I go through my classes, wondering when I will inevitably meet with Aurora. At lunch, she doesn't sit with me, not that I expected her to, but I keep sneaking glances every now and then, wanting to just smile at her. At some point, near the end of lunch, she finally looks up. I give her my widest grin, but she only looks inquisitively at me in response, as if she's confused as to what I'm so happy about.

Oh no. What if she does regret it?

Nevertheless, Aurora is still at my locker at the end of the day, though she's balancing on her heels awkwardly, acting more stressed than normal.

"Ready to go?" I ask. I had imagined her to be much more charismatic. I had imagined us holding hands as we walked home from school today, but something tells me that this won't be the case.

"Okay," she says.

I don't expect her to bring up the kiss at school, but I reasonably expect her to bring it up when we're farther away from campus.
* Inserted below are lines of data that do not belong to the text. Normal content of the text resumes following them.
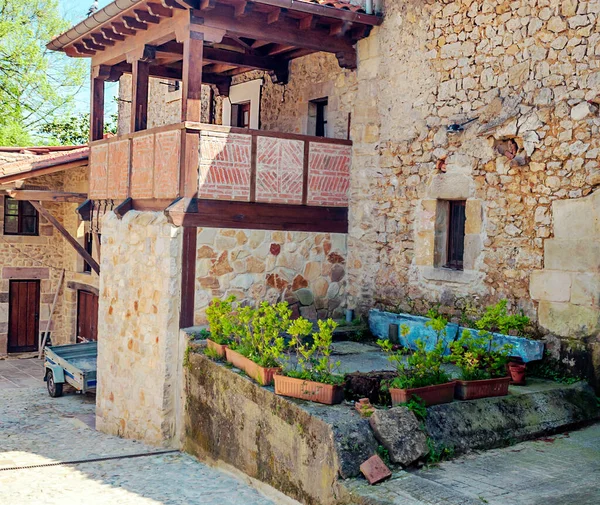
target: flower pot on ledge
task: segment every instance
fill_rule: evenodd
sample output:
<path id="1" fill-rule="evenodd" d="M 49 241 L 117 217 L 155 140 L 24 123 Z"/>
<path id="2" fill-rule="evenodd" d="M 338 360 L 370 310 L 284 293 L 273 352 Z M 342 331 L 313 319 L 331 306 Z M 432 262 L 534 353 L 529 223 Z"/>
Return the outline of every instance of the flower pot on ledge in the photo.
<path id="1" fill-rule="evenodd" d="M 210 338 L 207 338 L 206 339 L 206 347 L 214 350 L 219 355 L 219 358 L 225 357 L 225 349 L 227 349 L 226 344 L 217 344 L 216 342 L 212 341 Z"/>
<path id="2" fill-rule="evenodd" d="M 246 358 L 246 356 L 229 347 L 225 348 L 225 357 L 229 363 L 246 372 L 248 377 L 254 379 L 261 386 L 270 386 L 273 383 L 273 376 L 281 372 L 281 368 L 265 368 L 257 365 L 251 359 Z"/>
<path id="3" fill-rule="evenodd" d="M 516 384 L 517 386 L 525 385 L 526 366 L 523 363 L 515 361 L 511 361 L 507 366 L 511 377 L 511 384 Z"/>
<path id="4" fill-rule="evenodd" d="M 275 393 L 299 400 L 335 405 L 344 400 L 344 386 L 275 375 Z"/>
<path id="5" fill-rule="evenodd" d="M 506 396 L 510 377 L 485 379 L 477 381 L 456 381 L 456 398 L 459 400 L 476 400 L 490 396 Z"/>
<path id="6" fill-rule="evenodd" d="M 450 403 L 454 400 L 454 381 L 422 388 L 397 389 L 390 388 L 392 407 L 401 403 L 407 403 L 413 396 L 418 396 L 425 402 L 426 407 Z"/>

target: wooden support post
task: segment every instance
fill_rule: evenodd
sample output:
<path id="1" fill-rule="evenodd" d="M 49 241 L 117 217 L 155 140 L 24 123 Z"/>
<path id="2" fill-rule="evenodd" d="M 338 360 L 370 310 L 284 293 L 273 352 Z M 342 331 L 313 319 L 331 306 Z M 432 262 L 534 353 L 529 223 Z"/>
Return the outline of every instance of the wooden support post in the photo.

But instead, she's just silent, until she finally opens her mouth to ask about a Calculus problem she was having trouble with. I find myself slightly irked by the comment. That's all? That's all she wanted to talk about?! If anyone has asked Calculus questions in this relationship, it's been me.
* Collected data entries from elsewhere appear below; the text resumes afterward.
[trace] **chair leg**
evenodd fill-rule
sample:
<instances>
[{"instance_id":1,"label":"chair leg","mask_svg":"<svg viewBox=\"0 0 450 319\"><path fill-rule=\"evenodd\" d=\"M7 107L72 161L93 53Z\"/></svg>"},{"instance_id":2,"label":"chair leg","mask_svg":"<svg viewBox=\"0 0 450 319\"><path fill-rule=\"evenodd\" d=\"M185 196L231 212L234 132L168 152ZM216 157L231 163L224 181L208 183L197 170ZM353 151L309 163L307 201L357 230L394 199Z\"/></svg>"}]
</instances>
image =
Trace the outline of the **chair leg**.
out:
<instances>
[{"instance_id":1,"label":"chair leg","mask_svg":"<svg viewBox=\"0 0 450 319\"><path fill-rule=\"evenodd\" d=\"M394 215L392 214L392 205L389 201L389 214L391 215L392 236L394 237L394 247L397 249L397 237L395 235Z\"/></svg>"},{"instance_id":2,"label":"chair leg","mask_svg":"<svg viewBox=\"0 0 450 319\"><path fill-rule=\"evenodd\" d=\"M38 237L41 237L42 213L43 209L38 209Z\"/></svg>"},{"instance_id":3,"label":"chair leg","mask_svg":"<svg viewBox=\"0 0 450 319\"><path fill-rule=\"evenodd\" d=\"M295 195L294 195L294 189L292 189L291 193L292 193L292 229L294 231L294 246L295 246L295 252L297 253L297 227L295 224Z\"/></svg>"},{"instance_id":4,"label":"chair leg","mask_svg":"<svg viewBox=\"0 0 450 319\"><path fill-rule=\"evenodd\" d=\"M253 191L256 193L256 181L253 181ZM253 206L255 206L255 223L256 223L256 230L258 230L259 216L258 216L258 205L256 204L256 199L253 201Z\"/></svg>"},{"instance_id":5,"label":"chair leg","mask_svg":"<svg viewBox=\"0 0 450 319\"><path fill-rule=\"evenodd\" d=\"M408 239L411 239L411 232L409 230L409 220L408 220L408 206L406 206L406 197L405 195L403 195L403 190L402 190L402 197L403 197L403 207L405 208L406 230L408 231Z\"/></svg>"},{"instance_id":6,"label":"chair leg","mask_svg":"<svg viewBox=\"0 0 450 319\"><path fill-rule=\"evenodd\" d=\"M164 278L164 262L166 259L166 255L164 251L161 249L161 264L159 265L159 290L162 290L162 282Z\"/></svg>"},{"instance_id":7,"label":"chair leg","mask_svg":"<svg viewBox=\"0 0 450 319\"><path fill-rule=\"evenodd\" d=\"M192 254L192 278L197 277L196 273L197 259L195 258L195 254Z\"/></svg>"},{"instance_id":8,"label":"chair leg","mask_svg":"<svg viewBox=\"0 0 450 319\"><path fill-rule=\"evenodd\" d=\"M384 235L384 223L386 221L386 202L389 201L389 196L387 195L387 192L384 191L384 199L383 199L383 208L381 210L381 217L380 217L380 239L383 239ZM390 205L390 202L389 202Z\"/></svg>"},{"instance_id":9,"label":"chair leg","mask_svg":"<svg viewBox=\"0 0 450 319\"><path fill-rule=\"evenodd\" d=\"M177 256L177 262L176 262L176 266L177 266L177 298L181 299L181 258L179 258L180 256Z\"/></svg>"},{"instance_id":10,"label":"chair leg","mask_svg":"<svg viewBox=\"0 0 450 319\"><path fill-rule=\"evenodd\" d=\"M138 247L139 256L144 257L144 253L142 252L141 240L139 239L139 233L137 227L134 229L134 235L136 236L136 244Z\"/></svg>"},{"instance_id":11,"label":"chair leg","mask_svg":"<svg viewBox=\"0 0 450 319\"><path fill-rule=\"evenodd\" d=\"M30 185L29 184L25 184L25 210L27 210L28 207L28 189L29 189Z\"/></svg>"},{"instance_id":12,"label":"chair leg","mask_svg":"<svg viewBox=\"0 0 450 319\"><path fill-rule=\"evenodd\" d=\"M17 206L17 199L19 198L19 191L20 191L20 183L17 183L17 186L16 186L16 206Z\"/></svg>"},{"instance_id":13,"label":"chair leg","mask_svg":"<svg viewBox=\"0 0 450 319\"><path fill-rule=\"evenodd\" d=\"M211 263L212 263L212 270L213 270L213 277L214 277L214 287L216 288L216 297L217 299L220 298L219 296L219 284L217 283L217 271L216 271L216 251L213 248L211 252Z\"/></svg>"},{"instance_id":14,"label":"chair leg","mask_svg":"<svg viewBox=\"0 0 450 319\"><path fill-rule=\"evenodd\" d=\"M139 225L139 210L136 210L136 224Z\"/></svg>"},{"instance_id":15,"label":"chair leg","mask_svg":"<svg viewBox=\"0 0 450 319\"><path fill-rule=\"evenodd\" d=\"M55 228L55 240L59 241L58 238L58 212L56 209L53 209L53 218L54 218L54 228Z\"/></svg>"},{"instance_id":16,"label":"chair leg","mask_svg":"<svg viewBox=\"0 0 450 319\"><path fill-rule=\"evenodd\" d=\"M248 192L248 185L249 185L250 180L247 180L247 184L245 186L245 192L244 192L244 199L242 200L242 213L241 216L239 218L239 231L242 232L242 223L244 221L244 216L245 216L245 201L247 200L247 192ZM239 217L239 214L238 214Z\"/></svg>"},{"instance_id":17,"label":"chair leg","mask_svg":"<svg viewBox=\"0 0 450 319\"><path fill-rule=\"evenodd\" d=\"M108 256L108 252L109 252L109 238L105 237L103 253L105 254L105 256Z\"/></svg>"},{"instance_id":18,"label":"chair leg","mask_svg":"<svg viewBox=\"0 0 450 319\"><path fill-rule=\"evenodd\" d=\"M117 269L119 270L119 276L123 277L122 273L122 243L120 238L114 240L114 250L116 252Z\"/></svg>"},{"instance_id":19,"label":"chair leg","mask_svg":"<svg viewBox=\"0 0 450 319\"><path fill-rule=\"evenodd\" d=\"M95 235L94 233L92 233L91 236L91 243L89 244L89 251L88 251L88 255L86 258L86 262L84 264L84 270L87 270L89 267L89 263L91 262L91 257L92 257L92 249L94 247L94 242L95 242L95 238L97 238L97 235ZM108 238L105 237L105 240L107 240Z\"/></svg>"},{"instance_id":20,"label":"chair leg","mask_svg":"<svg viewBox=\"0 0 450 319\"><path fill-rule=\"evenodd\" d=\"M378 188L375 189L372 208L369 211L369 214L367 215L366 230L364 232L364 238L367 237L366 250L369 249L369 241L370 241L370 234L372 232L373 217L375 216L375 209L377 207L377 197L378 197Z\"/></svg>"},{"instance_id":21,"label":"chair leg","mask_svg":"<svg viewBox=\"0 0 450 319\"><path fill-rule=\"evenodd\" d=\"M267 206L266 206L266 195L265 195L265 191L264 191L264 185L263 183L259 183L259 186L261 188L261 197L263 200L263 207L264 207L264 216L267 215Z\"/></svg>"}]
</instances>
Soon enough, we're at the corner where we split, and not once has the kiss surfaced in conversation.

"See you, then," Aurora says.

"Is there anything else you want to say?" I ask quietly.

"I have a lot of homework, sorry. I'll see you," she says again. I stand still on the sidewalk for a few minutes. That was not the Aurora I have grown to know. She is usually bold and confident, but today, her awkwardness outcompeted mine. And even worse, she seemed to be disappointed walking home with me. 

The fact that she has avoided speaking about Friday altogether worries me. I suppose I could have brought it up in conversation, but she seemed so stressed that it felt wrong to lay that conversation on her. Perhaps she truly is just stressed about school. Either way, as I stand and watch her walk away, I feel my heart sink. Just for once, I thought I had a chance at some real happiness.